When I bought my first Tesla I wasn't bothered by the sales tax exemption I got nor the $7500 federal tax credit I got. Sure I knew it was a gift to the manufacture so it really wasn't for me.

Elon seemed pretty cool at the time so he acted as a positive influence in getting the car. Who wouldn't want to buy a car from Ironman?

Over time things changed. Elon started to act more erratically, and then did the unthinkable in promising full self driving. Very quickly between 2015, and 2018 Elon became a liability.

When I bought my second Tesla in 2018 I did despite Elon. When I picked up the car was right around the fallout of the 420 tweet.

The chief reason I did so was really the lack of competitors. No one else had a compelling option, and the vehicle itself was very compelling.

One of the reasons it was so compelling is all the government money paved the way for a much lower cost vehicle. So much so that Tesla is still competitive with competition despite no longer qualifying for the $7500 federal tax credit. When the tax credit disappeared Tesla made it $7500 cheaper. Tesla bet the entire company on the Model 3, and the Gigafactory.

You know who else it worked for? The federal government as SpaceX saves us a lot of money, and also saves us the embarrassment of having to ride Russian rockets to the space station.

I definitely agree with you that Elon chases government money, but if they pay off for the greater good then who cares?
 
Except he's not really much of a libertarian.

He demands massive subsidies from state and local governments where he locates his plants, SpaceX is basically a government contractor, Solar City had a business plan that was largely dependant on its customers getting incentives from the government and utilities to outrage it's products, and Tesla has structured itself-- to some extent-- around subsidies given to its customers and EV credits paid for by is competitors.

And Musk consistently lobbies for extensions or expansions of the a subsidies and for regulations that will hobble his competitors (or at least cosy them money).
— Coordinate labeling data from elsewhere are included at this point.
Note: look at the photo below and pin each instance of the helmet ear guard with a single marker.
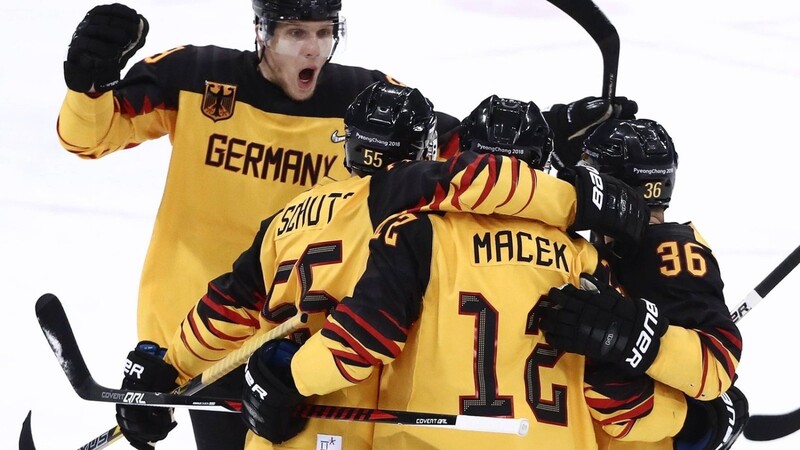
(639, 152)
(508, 127)
(387, 123)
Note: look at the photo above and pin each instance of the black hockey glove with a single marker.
(572, 123)
(101, 46)
(145, 370)
(606, 205)
(270, 396)
(598, 322)
(715, 424)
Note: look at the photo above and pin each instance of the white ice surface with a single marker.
(722, 76)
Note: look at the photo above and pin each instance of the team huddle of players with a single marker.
(438, 259)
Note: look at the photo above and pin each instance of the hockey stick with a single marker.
(602, 31)
(503, 425)
(767, 284)
(58, 332)
(762, 427)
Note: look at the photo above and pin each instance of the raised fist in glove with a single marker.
(145, 370)
(607, 205)
(101, 46)
(573, 122)
(270, 396)
(598, 322)
(714, 424)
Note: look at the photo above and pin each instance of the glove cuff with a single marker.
(145, 369)
(643, 347)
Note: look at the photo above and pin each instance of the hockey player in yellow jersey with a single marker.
(472, 345)
(674, 268)
(308, 256)
(249, 130)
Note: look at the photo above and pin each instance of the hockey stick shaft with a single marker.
(58, 332)
(589, 16)
(763, 288)
(762, 427)
(502, 425)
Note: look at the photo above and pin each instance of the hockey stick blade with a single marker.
(58, 332)
(25, 436)
(768, 428)
(766, 285)
(589, 16)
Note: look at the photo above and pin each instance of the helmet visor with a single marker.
(302, 37)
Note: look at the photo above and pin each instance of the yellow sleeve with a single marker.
(665, 418)
(93, 127)
(688, 366)
(315, 370)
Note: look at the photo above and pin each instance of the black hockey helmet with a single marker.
(639, 152)
(387, 123)
(508, 127)
(297, 9)
(270, 12)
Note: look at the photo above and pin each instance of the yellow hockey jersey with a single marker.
(447, 310)
(240, 150)
(309, 256)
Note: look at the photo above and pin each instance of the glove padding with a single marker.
(145, 370)
(101, 47)
(598, 322)
(715, 424)
(573, 122)
(270, 396)
(607, 205)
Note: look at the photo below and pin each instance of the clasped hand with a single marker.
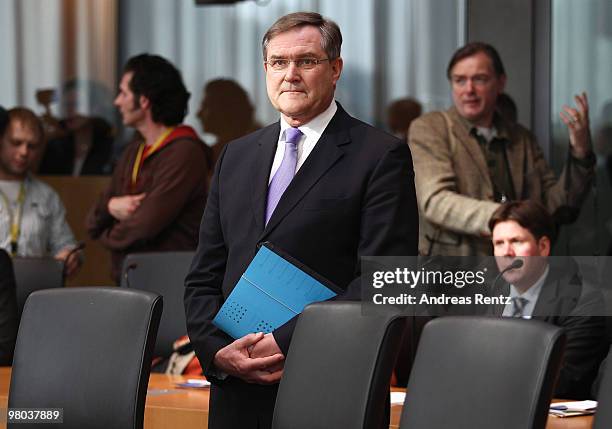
(254, 358)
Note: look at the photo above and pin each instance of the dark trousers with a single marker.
(236, 404)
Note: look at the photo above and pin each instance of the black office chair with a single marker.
(603, 417)
(478, 372)
(163, 273)
(33, 274)
(338, 368)
(87, 351)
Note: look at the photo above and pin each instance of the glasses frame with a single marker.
(315, 61)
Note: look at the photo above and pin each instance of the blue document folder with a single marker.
(273, 289)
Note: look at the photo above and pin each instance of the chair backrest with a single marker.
(338, 368)
(163, 273)
(477, 372)
(87, 351)
(33, 274)
(603, 417)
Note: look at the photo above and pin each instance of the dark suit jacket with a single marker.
(8, 310)
(566, 302)
(354, 195)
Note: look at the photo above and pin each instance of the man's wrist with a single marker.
(587, 160)
(215, 375)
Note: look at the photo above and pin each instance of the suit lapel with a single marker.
(324, 155)
(516, 163)
(462, 135)
(261, 170)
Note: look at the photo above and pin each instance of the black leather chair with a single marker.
(34, 274)
(87, 351)
(603, 417)
(478, 372)
(338, 368)
(163, 273)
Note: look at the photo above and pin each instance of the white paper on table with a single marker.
(574, 406)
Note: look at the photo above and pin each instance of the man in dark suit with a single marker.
(347, 191)
(550, 290)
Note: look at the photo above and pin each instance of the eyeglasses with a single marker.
(280, 64)
(478, 80)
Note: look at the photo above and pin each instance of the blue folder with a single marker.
(273, 289)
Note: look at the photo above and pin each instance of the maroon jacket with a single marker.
(175, 182)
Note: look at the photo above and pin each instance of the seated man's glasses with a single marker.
(280, 64)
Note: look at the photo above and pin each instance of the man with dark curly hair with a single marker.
(158, 190)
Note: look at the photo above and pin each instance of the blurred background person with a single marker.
(158, 191)
(506, 108)
(32, 219)
(226, 112)
(400, 115)
(79, 144)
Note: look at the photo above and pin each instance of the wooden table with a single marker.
(169, 407)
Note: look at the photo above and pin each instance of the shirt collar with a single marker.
(500, 126)
(313, 129)
(533, 292)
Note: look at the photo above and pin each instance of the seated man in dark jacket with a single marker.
(549, 290)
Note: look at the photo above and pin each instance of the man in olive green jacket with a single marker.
(468, 160)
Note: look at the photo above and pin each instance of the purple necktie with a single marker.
(285, 172)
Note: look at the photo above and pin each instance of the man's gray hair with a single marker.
(331, 38)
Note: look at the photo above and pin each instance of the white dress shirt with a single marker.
(312, 131)
(531, 295)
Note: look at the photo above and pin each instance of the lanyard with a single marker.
(145, 152)
(15, 218)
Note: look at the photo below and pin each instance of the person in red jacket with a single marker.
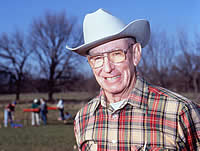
(8, 113)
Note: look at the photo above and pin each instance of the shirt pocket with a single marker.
(89, 146)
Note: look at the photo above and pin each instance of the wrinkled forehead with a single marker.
(110, 46)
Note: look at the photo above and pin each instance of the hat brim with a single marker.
(138, 29)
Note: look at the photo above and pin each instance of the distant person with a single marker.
(9, 113)
(129, 114)
(67, 116)
(43, 110)
(60, 107)
(36, 112)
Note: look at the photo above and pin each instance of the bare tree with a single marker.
(157, 59)
(49, 36)
(188, 62)
(14, 53)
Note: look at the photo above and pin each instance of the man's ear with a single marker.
(137, 51)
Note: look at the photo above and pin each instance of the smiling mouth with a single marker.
(112, 78)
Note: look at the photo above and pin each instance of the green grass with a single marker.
(43, 138)
(56, 136)
(30, 96)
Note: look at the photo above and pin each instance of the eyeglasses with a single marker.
(114, 56)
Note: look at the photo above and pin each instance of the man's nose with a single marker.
(108, 66)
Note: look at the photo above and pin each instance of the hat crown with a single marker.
(100, 24)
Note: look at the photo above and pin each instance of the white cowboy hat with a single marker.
(101, 27)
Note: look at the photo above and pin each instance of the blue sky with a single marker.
(163, 14)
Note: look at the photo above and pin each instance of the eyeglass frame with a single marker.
(112, 50)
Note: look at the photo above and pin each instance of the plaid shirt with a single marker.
(151, 118)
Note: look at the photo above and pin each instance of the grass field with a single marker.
(56, 136)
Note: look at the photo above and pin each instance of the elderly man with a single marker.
(129, 113)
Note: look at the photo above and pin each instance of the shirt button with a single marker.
(114, 141)
(114, 116)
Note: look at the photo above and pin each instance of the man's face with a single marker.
(115, 78)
It strikes me that he's less of a libertarian and more of a person who doesn't believe that any government should have the right to tell him not to do whatever it is he wants to do. But he also wants the government to subsidize his activities and his customers. And he wants his competitors to be regulated or to have to subsidize him.

He thinks he's saving the world, and therefore he thinks that he should be allowed to do whatever he wants and that government should pay him to do it.

That's not really libertarianism. It's just arrogance and narcissism.

Elon describes his politics as moderate- social liberal and fiscal conservative. That is not the same as libertarian.

When you own your own business, you try and limit what is lost to taxes. Typically, the subsidies that Tesla receives is tax breaks, and Tesla is not the only company that gets tax breaks. Many tax breaks to go EV buyers.